Campaigning for Better and Safer Roads

What happened in Great
Wyrley:
Damaged cushions
Safer Routes to School (SRS), is
part of Travelwise, financed by Staffordshire County Council’s Development Services.
A questionnaire regarding travel, but not allowed to mention road humps or wanting
to travel to school by car, was distributed by SRS,
to a specific group, i.e. school children, many of whom were non-residents.
To quote Chris Woodhead, ex head of OFSTED:
The problem is that today's geography curriculum could be a pamphlet written by
Greenpeace, so children end up learning just one side of the debate. They
are both underinformed and brainwashed. The
Sunday Times, 03/08/08, P9.
Most parents and residents found
out about the scheme only when the roads were dug up. However, following a packed
meeting between representatives of Development Services and
400+ very angry residents at the local
Community Centre during 2002, it was decided that a full Review of the scheme would take place.
A survey of the humps commissioned
by the residents, carried out by an independent Design Engineer at no charge, had shown many of
the humps to be at variance from the recommended legal requirements, the Council’s
Independent Survey concurred with this. One hump has had to be rebuilt three
times due to vehicle damage and a speed table rebuilt four times, (known as the
‘helicopter pad’), in an attempt to get them within specification. This was
not unusual throughout the village where the standards of construction were poor.

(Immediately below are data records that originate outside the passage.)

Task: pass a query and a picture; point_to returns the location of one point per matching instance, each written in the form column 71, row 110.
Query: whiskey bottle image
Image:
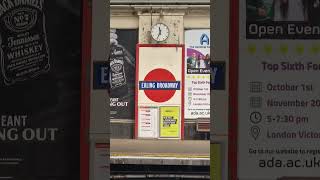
column 118, row 79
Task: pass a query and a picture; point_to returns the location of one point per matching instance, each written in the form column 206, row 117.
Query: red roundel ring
column 159, row 95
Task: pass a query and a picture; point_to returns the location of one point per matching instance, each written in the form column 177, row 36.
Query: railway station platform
column 160, row 152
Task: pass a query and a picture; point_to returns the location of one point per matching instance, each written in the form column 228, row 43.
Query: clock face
column 160, row 32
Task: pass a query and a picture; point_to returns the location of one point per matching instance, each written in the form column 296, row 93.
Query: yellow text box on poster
column 169, row 122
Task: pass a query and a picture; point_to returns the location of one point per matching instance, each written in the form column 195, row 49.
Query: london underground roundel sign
column 159, row 85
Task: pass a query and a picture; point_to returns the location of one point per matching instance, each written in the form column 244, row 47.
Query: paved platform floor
column 164, row 152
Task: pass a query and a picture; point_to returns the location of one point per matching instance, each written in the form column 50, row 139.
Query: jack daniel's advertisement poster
column 122, row 72
column 40, row 45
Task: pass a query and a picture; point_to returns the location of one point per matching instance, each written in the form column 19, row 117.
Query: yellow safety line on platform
column 160, row 155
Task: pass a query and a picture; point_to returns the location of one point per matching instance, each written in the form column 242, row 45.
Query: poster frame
column 233, row 89
column 85, row 89
column 138, row 46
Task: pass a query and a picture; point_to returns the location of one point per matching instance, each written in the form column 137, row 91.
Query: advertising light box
column 159, row 91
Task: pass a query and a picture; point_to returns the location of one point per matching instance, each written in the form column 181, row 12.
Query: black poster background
column 50, row 100
column 124, row 107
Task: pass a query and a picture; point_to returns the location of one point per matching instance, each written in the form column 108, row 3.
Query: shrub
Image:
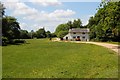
column 19, row 41
column 4, row 41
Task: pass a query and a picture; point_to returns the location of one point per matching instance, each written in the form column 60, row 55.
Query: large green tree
column 63, row 29
column 10, row 28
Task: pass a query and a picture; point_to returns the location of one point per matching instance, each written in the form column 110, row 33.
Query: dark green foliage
column 41, row 33
column 24, row 34
column 10, row 28
column 63, row 29
column 105, row 25
column 61, row 34
column 19, row 41
column 48, row 34
column 4, row 41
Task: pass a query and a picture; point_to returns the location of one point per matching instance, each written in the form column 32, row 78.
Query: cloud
column 20, row 8
column 46, row 2
column 31, row 18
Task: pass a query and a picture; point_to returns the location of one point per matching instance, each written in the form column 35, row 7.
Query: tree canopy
column 105, row 25
column 63, row 29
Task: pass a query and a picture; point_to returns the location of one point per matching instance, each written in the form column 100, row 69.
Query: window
column 83, row 37
column 74, row 33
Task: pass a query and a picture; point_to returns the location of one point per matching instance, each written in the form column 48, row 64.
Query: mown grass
column 41, row 58
column 118, row 43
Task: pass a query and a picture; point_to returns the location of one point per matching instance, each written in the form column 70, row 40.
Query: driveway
column 113, row 47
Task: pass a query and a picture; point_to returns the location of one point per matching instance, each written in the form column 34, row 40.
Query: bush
column 19, row 41
column 4, row 41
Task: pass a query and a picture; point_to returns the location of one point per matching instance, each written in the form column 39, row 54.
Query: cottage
column 78, row 34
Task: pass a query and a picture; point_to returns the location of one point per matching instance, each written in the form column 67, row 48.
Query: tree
column 64, row 28
column 61, row 27
column 104, row 26
column 24, row 34
column 10, row 28
column 48, row 34
column 41, row 33
column 61, row 34
column 2, row 10
column 77, row 24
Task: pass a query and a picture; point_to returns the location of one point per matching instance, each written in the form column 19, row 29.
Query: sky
column 36, row 14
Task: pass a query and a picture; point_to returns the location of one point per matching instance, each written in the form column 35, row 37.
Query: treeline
column 105, row 24
column 63, row 29
column 13, row 34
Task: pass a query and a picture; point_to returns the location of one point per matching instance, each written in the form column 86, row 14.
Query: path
column 113, row 47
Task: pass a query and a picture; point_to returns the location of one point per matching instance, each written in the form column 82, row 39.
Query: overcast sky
column 35, row 14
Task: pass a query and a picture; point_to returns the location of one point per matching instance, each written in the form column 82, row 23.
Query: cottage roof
column 79, row 30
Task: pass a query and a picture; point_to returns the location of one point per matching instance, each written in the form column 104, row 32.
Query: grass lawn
column 41, row 58
column 118, row 43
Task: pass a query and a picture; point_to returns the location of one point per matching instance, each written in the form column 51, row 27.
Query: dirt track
column 113, row 47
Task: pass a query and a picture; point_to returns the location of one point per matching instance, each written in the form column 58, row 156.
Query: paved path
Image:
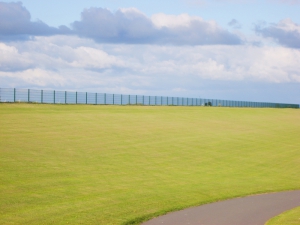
column 251, row 210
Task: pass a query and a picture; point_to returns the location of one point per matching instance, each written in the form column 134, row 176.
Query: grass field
column 291, row 217
column 86, row 164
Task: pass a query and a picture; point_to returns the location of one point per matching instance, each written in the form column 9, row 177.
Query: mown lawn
column 86, row 164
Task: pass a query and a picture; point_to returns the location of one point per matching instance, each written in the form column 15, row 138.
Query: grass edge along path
column 125, row 164
column 290, row 217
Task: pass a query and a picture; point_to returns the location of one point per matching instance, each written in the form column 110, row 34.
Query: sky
column 222, row 49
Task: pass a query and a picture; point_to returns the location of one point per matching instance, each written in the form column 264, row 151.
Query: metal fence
column 68, row 97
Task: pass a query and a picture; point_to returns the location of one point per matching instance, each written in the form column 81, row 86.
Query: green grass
column 290, row 217
column 85, row 164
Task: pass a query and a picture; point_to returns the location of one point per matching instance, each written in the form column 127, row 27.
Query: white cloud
column 49, row 62
column 286, row 32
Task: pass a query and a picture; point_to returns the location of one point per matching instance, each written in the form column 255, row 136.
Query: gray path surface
column 251, row 210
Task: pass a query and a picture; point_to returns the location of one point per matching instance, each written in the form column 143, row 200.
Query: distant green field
column 291, row 217
column 86, row 164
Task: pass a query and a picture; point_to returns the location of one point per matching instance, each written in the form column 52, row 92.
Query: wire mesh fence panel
column 71, row 97
column 66, row 97
column 90, row 98
column 21, row 95
column 81, row 98
column 34, row 96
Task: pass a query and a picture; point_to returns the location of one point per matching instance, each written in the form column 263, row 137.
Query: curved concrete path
column 251, row 210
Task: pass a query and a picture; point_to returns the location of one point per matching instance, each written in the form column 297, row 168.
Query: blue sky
column 224, row 49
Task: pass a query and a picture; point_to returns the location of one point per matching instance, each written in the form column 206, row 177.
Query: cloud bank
column 286, row 32
column 128, row 26
column 15, row 23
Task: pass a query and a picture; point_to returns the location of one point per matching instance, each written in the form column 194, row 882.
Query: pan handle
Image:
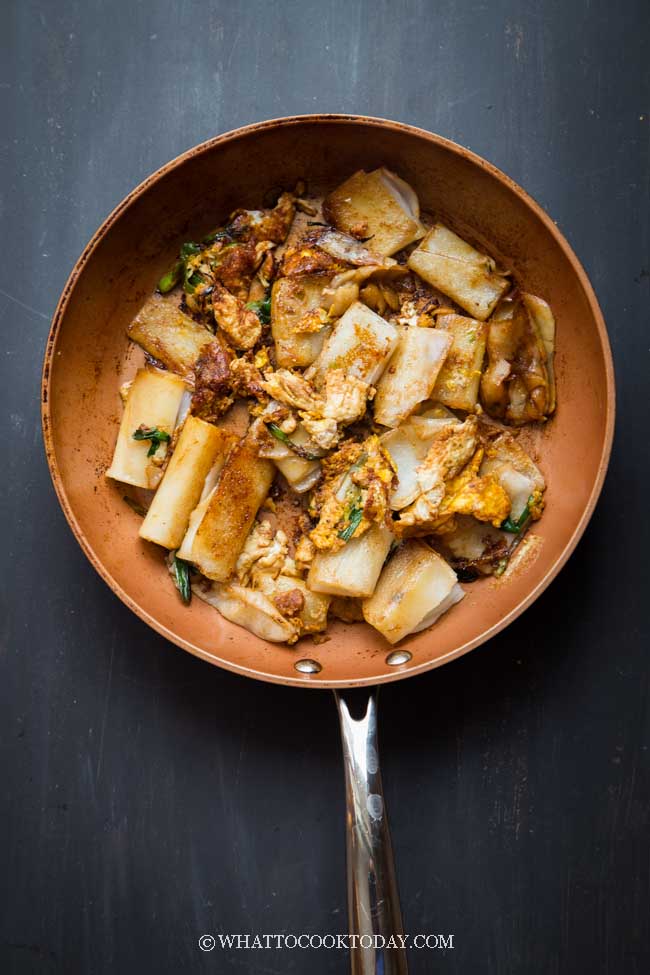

Severe flooding now occurs at several locations, due to water being unable to escape
as full width humps block gutters.
In contravention of Section
3
of The Highways (Road Hump) Regulations,
Statutory Instrument
1996
No.
1483
, no one from the Authority providing
the Ambulance Service communicated with or attended any planning meetings, thus NO consultation with this organisation took place.
As regards the
20 mph
Zones, under Regulation
6
of the Local Authorities’
Traffic Orders (Procedure) (England and Wales) Regulations
1989
(SI
1120 1989
), by law there must
be a posting of notices in all of the roads concerned.
Again, this was not done.
20 mph
signs are now obstructing
footpaths. Not that it makes any difference as excess traffic speeds
have been regularly
measured in the humped, so called
20
Zones as frustrated
drivers accelerate and brake hard from hump to hump. Traffic speeds in Great
Wyrley are now far higher than they used to be.

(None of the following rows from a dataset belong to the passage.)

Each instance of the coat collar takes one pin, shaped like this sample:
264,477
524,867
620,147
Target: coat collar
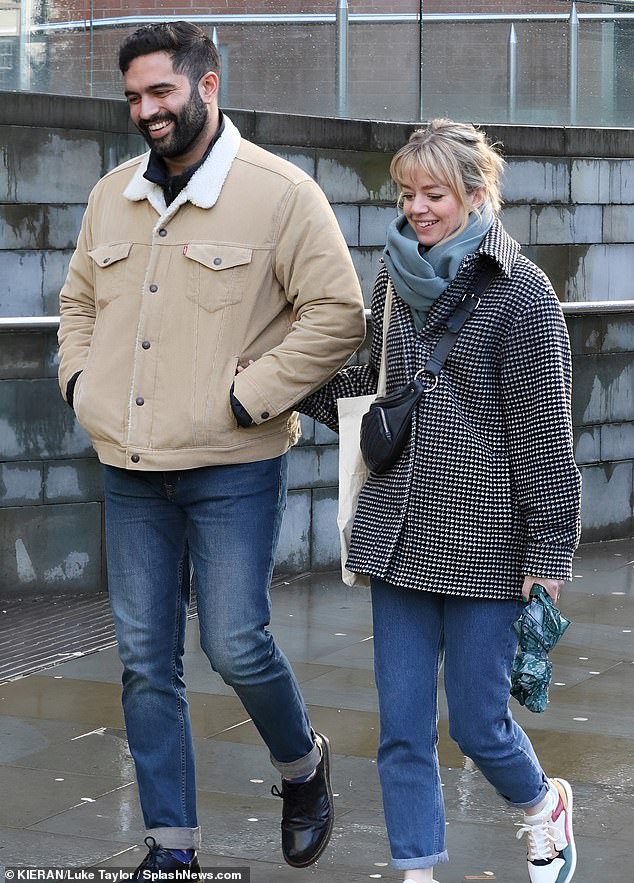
498,245
205,185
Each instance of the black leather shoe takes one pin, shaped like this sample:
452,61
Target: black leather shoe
308,813
161,862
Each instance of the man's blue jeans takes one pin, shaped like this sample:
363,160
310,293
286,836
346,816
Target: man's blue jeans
413,633
226,521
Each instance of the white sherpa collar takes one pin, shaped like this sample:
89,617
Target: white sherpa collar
204,186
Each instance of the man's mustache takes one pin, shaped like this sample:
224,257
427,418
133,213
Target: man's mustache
145,124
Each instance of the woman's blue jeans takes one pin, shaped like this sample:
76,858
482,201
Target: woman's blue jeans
414,632
226,521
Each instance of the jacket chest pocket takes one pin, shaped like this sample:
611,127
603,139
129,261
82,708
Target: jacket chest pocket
111,265
217,274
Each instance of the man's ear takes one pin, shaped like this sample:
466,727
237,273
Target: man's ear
208,86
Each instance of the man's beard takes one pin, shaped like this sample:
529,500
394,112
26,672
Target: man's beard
189,122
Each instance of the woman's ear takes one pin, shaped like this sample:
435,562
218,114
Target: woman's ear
478,197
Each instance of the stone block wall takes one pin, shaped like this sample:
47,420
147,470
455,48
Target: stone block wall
570,203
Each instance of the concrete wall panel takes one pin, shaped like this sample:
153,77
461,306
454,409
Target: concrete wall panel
50,549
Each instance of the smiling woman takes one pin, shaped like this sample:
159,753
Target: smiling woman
482,501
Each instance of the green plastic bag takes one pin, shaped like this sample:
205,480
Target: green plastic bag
538,628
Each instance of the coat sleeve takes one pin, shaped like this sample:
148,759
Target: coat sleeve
77,309
354,380
313,265
536,374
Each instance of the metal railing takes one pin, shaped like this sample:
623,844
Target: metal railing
342,19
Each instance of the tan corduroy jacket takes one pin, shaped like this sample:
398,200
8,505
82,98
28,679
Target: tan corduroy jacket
162,303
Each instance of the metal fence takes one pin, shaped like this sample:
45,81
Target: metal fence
586,61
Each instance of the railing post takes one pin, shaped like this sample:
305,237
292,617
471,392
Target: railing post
24,59
512,74
224,73
420,63
341,58
573,55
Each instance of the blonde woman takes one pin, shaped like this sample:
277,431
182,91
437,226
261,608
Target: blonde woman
483,502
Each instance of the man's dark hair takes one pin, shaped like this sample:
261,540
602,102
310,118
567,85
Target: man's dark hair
191,50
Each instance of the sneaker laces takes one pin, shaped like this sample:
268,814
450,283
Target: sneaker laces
150,862
541,839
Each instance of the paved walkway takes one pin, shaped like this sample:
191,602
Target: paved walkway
66,778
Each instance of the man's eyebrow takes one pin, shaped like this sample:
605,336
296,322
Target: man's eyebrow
153,88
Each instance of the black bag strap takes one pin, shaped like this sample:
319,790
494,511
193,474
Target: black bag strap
466,307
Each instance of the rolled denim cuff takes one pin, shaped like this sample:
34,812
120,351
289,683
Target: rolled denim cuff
425,861
304,766
176,838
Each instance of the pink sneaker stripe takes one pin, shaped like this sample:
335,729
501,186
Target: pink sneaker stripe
558,809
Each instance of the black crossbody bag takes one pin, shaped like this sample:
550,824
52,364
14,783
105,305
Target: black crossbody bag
387,425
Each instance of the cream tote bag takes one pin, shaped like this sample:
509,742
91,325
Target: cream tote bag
353,473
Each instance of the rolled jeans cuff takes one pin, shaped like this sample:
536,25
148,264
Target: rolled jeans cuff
176,838
296,768
415,864
546,786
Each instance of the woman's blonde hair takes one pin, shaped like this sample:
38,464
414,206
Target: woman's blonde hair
456,155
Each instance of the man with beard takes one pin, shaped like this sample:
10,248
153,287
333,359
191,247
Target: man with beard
210,291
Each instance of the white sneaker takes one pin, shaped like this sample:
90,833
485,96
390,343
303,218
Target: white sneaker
552,856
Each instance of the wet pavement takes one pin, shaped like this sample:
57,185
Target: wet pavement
67,782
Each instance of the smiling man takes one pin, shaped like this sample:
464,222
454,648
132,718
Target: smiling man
210,291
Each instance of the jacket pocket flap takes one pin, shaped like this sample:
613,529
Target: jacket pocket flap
218,257
104,255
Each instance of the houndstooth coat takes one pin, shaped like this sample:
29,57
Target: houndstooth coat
487,490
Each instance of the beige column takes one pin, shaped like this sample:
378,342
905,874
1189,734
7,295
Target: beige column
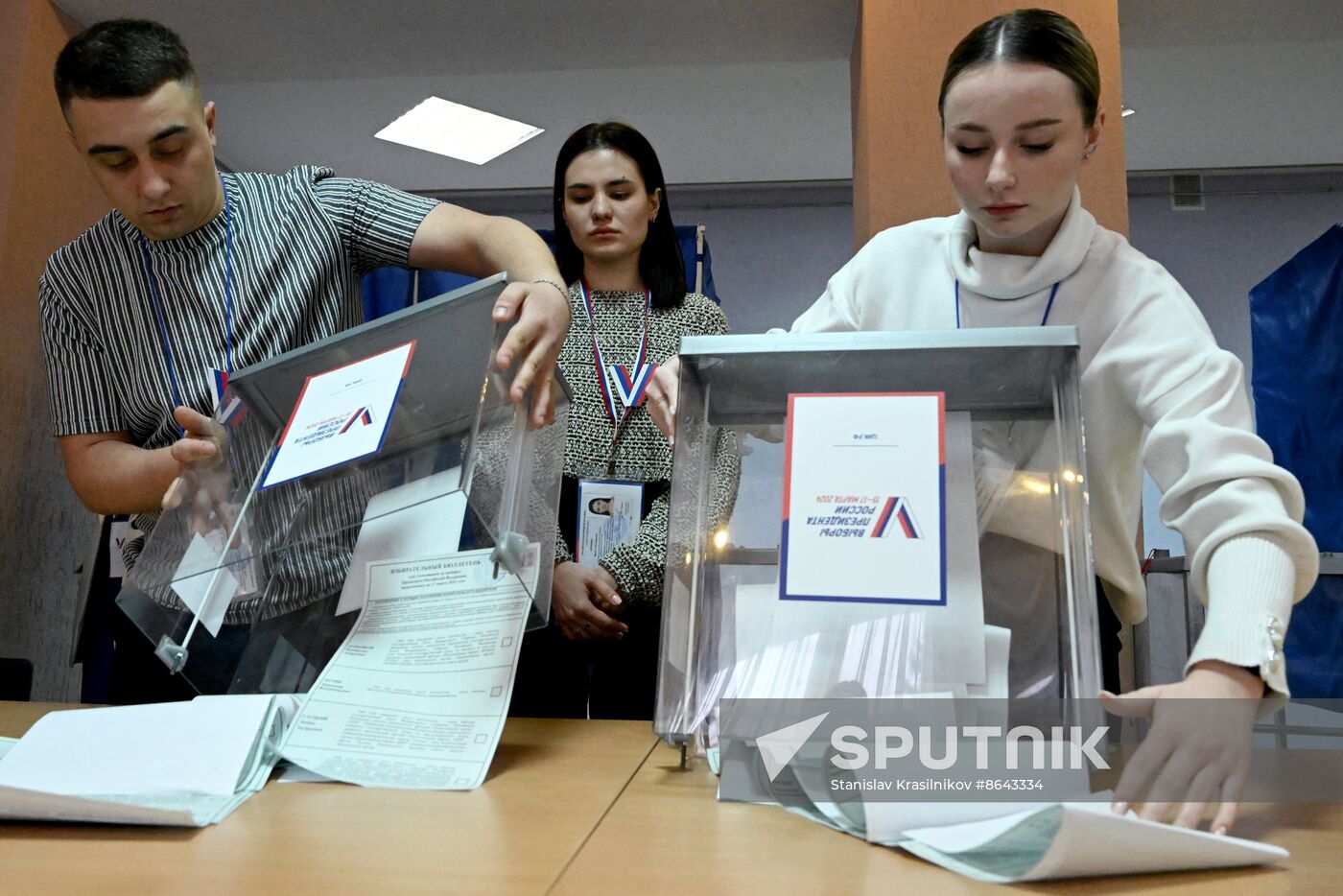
46,199
900,51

The faces of many humps are showing
wear with concave indentations into the surfaces due to the poor construction and
also more multiple crashes are happening at junctions ‘improved and made safer’
by SCC’s Scheme.
A ‘traffic expert from the County
Council’ spoke to the Parish Council about traffic issues in the village, on pedestrian
crossings, footways, public transport, etc. The ‘expert’ positioned a pedestrian
crossing in such a location that users are in danger. Buses standing at a
bus stop totally obscure the crossing and cars trying to pass are often unsighted,
creating ‘close shaves’ and furthermore a child was recently struck by a car (cuts
and bruising). A local Councillor now admits that 80% of people walking out of the
side street, which the crossing was specifically sited for, totally ignore the crossing
and jaywalk across the zigzag lines.
Even though they didn't send any
representatives to any of the Safer Routes to School meetings, Great Wyrley Parish
Councillors are calling for more ‘traffic calming’, (all the adjacent streets are
at present humped), at what they describe as a chaotic, extremely dangerous, A34 junction, ‘before somebody gets killed’
or ‘a serious accident takes place’. Is this anti-car rhetoric and phraseology
familiar? Neither Safer Routes to School nor the Road Safety Audit of
2002
identified the junction as a problem.
In addition, SCC stated that
there had not been sufficient accidents in the Great Wyrley area, let alone at that
junction for anything to be done.
During March, 2008 it was decided that 10 humps would be removed and a further 10 full
width humps would be converted to speed cushions. Also, that there would be
an ongoing review for the rest of the scheme.